Eliud Kipchoge Berlin Marathon

World record holder Eliud Kipchoge will race the Boston Marathon for the first time on April 17.

Kipchoge, who at September’s Berlin Marathon lowered his world record by 30 seconds to 2:01:09, has won four of the six annual major marathons — Berlin, Tokyo, London and Chicago.

The 38-year-old Kenyan has never raced Boston, the world’s oldest annual marathon dating to 1897, nor New York City but has repeated in recent years a desire to enter both of them.

Typically, he has run the London Marathon in the spring and the Berlin Marathon in the fall.
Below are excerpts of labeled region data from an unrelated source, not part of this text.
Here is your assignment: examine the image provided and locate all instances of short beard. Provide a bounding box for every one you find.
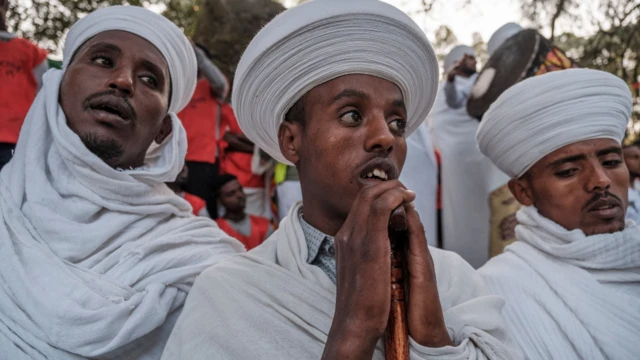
[80,133,124,168]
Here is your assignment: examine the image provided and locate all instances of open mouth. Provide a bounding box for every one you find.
[93,105,124,119]
[362,168,389,181]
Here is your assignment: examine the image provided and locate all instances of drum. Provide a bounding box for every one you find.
[467,29,578,120]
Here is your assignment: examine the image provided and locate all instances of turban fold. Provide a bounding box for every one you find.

Kipchoge’s last race in the U.S. was the 2014 Chicago Marathon, his second of 10 consecutive marathon victories from 2014 through 2019.

He can become the first reigning men’s marathon world record holder to finish the Boston Marathon since South Korean Suh Yun-Bok set a world record of 2:25:39 in Boston in 1947, according to the Boston Athletic Association.

In 2024 in Paris, Kipchoge is expected to race the Olympic marathon and bid to become the first person to win three gold medals in that event.

The Boston Marathon field also includes arguably the second- and third-best men in the world right now — Kipchoge’s Kenyan training partners Evans Chebet and Benson Kipruto. Chebet won Boston and New York City this year. Kipruto won Boston last year and Chicago this year.

American Des Linden, who won Boston in 2018, headlines the women’s field.